Golf Historic Exeter Country Club
Exeter’s golf course opened in 1889, making it one of the oldest in America. Golf Magazine placed Exeter’s challenging nine-hole layout among the 100 oldest courses nationally, but other documents indicate Exeter may claim to be among the 25 oldest clubs in the country.
The widely reported “locals’ claim” that Exeter’s original golf course was the second founded in the country is not confirmed and likely untrue.
Historians working from factual documents say the club was formed first under the name Exeter Golf Course in 1895 and became Exeter Country Club in 1900. However, the Exeter Gun Club was playing golf at the present Jady Hill location at least as early as 1889, then calling the course Eddy’s Links.
Phillips Exeter Academy also maintained a five-hole golf layout off Drinkwater Road as early as 1902. The academy course closed and its golfers went to Exeter Country Club sometime later.
The postcard view (above) of the bungalow style club house with its wide surrounding porch is the original Exeter club house built in 1900. Today it is long gone. A 1953 tornado, described in eyewitness and press reports as a “twin-headed monster,” ripped through the Exeter clubhouse and across the first tee, destroying the club facility as it stood at that time.
Who is Manny Francis Anyway?
The legendary Manny Francis, who redesigned Exeter Country Club in the 1950s, was a noted architect of many New England courses. But he was more well-known as the developer of “Vesper Velvet,” the turfgrass that revolutionized putting surfaces. First used at luxurious Vesper Country Club in Lowell, Manny’s hybrid velvet grass quickly became the norm for elite clubs everywhere.

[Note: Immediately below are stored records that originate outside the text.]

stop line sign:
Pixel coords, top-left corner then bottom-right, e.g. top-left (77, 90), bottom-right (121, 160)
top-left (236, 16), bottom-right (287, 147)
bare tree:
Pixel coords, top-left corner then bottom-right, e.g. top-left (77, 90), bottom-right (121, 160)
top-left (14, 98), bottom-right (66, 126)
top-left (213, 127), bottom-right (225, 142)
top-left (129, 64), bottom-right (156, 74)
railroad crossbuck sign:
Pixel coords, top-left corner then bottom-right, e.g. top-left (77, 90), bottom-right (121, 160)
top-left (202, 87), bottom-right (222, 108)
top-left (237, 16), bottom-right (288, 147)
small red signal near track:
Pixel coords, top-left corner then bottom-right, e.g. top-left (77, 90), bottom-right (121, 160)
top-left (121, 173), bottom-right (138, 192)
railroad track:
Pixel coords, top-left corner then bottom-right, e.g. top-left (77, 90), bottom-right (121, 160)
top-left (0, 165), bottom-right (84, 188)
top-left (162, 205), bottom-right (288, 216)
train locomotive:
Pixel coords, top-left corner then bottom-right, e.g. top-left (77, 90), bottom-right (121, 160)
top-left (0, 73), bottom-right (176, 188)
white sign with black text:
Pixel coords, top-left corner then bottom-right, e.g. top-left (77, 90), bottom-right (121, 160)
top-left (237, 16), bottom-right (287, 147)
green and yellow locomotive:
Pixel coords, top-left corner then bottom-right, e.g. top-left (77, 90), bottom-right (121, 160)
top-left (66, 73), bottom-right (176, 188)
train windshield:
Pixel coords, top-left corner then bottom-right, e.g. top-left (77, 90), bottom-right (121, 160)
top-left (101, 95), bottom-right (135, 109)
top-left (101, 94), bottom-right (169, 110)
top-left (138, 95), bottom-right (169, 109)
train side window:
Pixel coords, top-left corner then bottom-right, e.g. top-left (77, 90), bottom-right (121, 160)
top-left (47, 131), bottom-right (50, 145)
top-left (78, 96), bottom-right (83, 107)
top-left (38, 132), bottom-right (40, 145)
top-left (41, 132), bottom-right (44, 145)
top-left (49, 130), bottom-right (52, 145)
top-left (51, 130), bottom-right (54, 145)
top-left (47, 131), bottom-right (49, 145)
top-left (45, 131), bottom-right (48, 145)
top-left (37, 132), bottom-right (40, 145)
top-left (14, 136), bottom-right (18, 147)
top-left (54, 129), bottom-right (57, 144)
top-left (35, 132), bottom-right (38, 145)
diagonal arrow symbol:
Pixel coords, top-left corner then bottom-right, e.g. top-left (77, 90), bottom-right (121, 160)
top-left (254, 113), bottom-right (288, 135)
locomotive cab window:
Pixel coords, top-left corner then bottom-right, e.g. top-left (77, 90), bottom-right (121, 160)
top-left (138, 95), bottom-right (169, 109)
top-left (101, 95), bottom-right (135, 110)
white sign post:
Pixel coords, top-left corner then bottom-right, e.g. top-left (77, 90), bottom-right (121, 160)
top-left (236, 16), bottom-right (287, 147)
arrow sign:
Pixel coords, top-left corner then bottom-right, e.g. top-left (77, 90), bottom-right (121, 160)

Francis remained as Vesper’s superintendent for decades, renowned for the quality of that course. Somehow he found time to design and update dozens of other New England courses including The International in Bolton (MA,) Abenaqui CC in nearby Rye, and Hickory Hill in Methuen (MA.)
Manny’s offspring followed those footsteps. Manny II and grandson Manny III (pictured above flanking Manny Sr.) became respected designers and superintendents in their own right. Manny II was the Belmont (MA) course superintendent for some 15 years. Today, Manny III remains course superintendent at Green Harbor CC in Marshfield (MA,) the course his father and grandfather founded and designed.